Discours prononcé le 11 septembre 2020 par M. Gérald Darmanin, ministre de l'Intérieur, lors de la Cérémonie d'installation de Mme Pascale RÉGNAULT-DUBOIS, Directrice centrale des compagnies républicaines de sécurité.


Seul le prononcé fait foi

Vendredi 11 septembre 2020 à Vélizy-Villacoublay

Madame la Ministre, chère Marlène,
Monsieur le préfet,

Monsieur le député,

Monsieur le sénateur,
Monsieur le maire,
Mesdames et messieurs les conseillers régionaux,
Mesdames et messieurs les conseillers départementaux,
Monsieur le directeur général de la Police nationale,
Monsieur le directeur général de la Gendarmerie nationale,
Mesdames et messieurs les directeurs d’administration centrale,
Madame et messieurs les directeurs zonaux des compagnies républicaines de sécurité,
Mesdames et messieurs les commissaires, officiers, gradés, gardiens de la paix, adjoints de sécurité, personnels administratifs et techniques,
Mesdames, messieurs,

Cet après-midi nous installons Madame Pascale RÉGNAULT-DUBOIS, directrice des services actifs de la Police nationale, à la tête de la direction centrale des compagnies républicaines de sécurité. Il nous faut mesurer toute l’importance que revêt pour chaque agent des compagnies républicaines de sécurité la présentation de son nouveau chef : c’est un moment fort de solennité, d’esprit de corps, de discipline et de rigueur professionnelle, celle des CRS au service de l’État.

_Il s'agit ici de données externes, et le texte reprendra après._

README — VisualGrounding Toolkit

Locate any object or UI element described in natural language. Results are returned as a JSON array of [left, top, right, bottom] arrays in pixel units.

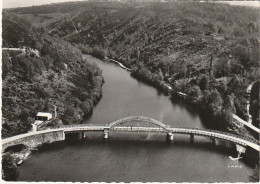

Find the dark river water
[[17, 55, 253, 182]]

Les fonctionnaires des compagnies républicaines de sécurité, vous, œuvrez chaque jour, au péril de votre vie, pour la sécurité de nos concitoyens avec honneur et fidélité. Je constate, avec la Ministre, tous les jours, sur le terrain, votre mobilisation et votre engagement sans faille.

Aujourd’hui est un jour qui mérite d’être souligné car il voit, pour la première fois depuis sa création en 1944, une femme à la tête des compagnies républicaines de sécurité.
Pascale RÉGNAULT-DUBOIS, cette nomination est le résultat d’une brillante carrière au cours de laquelle vous avez, à chaque étape, démontré vos compétences, votre engagement, votre professionnalisme.

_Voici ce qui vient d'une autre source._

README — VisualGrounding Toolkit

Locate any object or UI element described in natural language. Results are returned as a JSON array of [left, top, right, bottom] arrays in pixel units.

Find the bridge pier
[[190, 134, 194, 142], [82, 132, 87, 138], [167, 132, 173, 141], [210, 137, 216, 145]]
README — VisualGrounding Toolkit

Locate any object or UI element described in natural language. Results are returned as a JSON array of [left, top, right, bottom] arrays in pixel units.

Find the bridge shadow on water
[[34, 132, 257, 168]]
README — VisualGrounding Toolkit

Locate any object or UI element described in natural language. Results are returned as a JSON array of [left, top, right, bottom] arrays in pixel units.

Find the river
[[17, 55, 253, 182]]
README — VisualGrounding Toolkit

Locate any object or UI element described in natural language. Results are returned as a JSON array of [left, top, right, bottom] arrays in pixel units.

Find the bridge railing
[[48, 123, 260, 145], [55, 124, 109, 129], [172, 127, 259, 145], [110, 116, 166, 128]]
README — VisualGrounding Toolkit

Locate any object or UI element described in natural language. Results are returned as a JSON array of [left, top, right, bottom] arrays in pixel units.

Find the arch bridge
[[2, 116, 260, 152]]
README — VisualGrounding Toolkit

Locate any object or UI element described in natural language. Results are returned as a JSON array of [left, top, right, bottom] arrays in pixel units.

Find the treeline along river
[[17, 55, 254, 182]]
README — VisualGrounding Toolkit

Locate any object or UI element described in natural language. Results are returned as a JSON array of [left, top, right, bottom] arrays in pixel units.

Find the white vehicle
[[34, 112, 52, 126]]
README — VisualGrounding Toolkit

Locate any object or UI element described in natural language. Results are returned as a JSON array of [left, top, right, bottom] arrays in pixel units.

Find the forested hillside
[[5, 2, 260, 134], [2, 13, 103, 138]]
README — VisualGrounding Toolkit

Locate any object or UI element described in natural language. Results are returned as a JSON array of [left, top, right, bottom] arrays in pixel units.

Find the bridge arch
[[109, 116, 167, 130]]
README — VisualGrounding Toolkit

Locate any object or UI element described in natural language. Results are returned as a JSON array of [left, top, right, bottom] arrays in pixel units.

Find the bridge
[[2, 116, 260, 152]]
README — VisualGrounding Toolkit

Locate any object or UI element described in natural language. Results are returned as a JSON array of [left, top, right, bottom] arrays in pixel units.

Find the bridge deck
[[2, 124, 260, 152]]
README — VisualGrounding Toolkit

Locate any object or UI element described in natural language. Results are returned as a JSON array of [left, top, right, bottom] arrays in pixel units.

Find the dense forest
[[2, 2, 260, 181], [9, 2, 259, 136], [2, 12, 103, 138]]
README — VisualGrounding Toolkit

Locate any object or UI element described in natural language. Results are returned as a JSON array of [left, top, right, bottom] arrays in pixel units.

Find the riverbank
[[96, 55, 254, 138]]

Un engagement au sein de la Police nationale tout d’abord : à l’issue de votre scolarité de commissaire de police, en 1995, vous occupez plusieurs postes en sécurité publique, comme commissaire centrale adjointe à Saint-Denis, puis en tant que chef de la circonscription de sécurité publique de Stains, puis de Conflans-Sainte-Honorine, avant d’être chef de district et commissaire centrale de Saint-Denis, et de vous tourner enfin vers l’administration centrale. Vous avez occupé alors les fonctions d’adjointe de sous-directeur.
Parce que vous êtes une femme de terrain, vous décidez en 2012 de repartir au contact des réalités locales et de la population. Vous êtes alors nommée directrice départementale adjointe, puis directrice départementale de la sécurité publique du Val d’Oise.

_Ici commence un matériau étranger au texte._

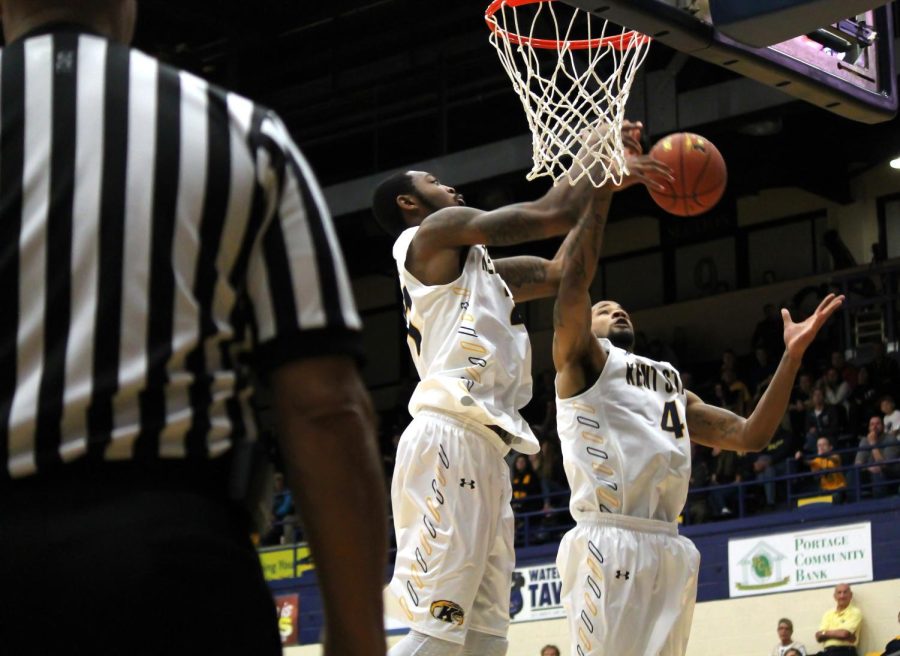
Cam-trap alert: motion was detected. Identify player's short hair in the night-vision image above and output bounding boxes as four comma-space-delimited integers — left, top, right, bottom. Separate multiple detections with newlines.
372, 171, 416, 237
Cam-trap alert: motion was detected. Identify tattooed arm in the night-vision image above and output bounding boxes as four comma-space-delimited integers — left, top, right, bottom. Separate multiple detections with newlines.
553, 190, 612, 398
687, 294, 844, 451
406, 121, 642, 288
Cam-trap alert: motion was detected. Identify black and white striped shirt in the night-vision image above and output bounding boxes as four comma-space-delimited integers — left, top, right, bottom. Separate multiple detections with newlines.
0, 26, 361, 478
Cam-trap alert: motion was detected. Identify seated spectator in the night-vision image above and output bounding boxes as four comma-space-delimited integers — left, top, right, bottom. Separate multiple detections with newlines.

Vous faîtes ensuite le choix de la belle maison « CRS » : en devenant en mai 2017 directrice centrale adjointe des compagnies républicaines de sécurité.
J’ai décidé de proposer votre nom au Président de la République pour devenir directrice centrale des compagnies républicaines de sécurité parce que je sais que vous aimez cette maison et que vous saurez encore la faire évoluer. Elle s’inscrira pleinement, fidèle à sa devise « SERVIR » et à son sens du devoir, au cœur du dispositif de sécurité intérieure, en coopération intelligente et fructueuse avec les autres directions de la police nationale et des militaires de la gendarmerie nationale.

Depuis toujours, le cœur de métier de la direction centrale des CRS, c’est l’excellence reconnue dans le concours apporté aux opérations de maintien de l’ordre sous l’autorité des préfets.

Le très haut niveau de compétences et les qualités opérationnelles et tactiques des compagnies républicaines de sécurité devront être maintenus et développés dans le cadre du schéma national du maintien de l’ordre qui va constituer désormais le document de référence pour faire face aux troubles à l’ordre public. C’est un chantier auquel le gouvernement est particulièrement attaché et pour lequel la direction centrale des CRS a apporté une forte contribution. C’est un chantier qui doit redonner la confiance. Nous ne devons jamais oublier que la Police française, que la Police de la République est une Police du peuple, issue de ses rangs, et que la première de ses missions est de le protéger, et lui permettre l'expression des libertés publiques, l’expression de notre Etat de droit et de la bonne vitalité de notre démocratie.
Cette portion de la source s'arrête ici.